A Problem in AC Quantized Hall Resistance Measurements and a Proposed Solution.

In all experiments reported to date the measured values of the ac quantized Hall resistances RH varied with the frequency of the applied current, and differed significantly from the dc values of RH, making it difficult to use the ac quantum Hall effect as an absolute impedance standard. We analyze the effects due to the large capacitances-to-shields existing in the sample probes on measurements of RH to see if this is the source of the problem. Equivalent electrical circuits are utilized; they contain capacitances and leakage resistances to the sample probe shields, longitudinal resistances within the quantized Hall effect devices, and multiple connections to the devices. The algebraic solutions for the RH values in these circuits reveal large out-of-phase contributions to the quantized Hall voltages VH that would make it difficult to do accurate measurements with high precision ac bridges. These large out-of-phase contributions could introduce the linear frequency dependences observed in previous RH measurements. We predict, however, that quadruple-series connections to the quantum Hall devices yield only small out-of-phase contributions to VH which may allow accurate measurements of the quantity RH - Rx , where Rx is the longitudinal resistance along the device.

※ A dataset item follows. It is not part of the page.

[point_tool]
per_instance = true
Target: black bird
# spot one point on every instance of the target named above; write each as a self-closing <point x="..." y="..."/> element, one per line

Special Report on Electrical Standards: New Internationally Adopted Reference Standards of Voltage and Resistance.

This report provides the background for and summarizes the main results of the 18th meeting of the Consultative Committee on Electricity (CCE) of the International Committee of Weights and Measures (CIPM) held in September 1988. Also included are the most important implications of these results. The principal recommendations originating from the meeting, which were subsequently adopted by the CIPM, establish new international reference standards of voltage and resistance based on the Josephson effect and the quantum Hall effect, respectively. The new standards, which are to come into effect starting January 1, 1990, will result in improved uniformity of electrical measurements worldwide and their consistency with the International System of Units or SI. To implement the CIPM recommendations in the U.S. requires that, on January 1, 1990, the value of the U.S. representation of the volt be increased by about 9.26 parts per million (ppm) and the value of the U.S. representation of the ohm be increased by about 1.69 ppm. The resulting increases in the U.S. representations of the ampere and watt will be about 7.57 ppm and 16.84 ppm, respectively. The CCE also recommended a particular method, affirmed by the CIPM, of reporting calibration results obtained with the new reference standards that is to be used by all national standards laboratories.

New Results From Previously Reported NBS Fundamental Constant Determinations.

A new treatment of previously reported results of three electric-unit-dependent fundamental constant experiments carried out at NBS over the last decade or so yields accurate, indirect values in SI units for a number of important quantities. These include the fine-structure constant α, the Avogadro constant N A, the Josephson frequency-voltage ratio 2e/h, and the quantized Hall resistance R H≡h/e 2.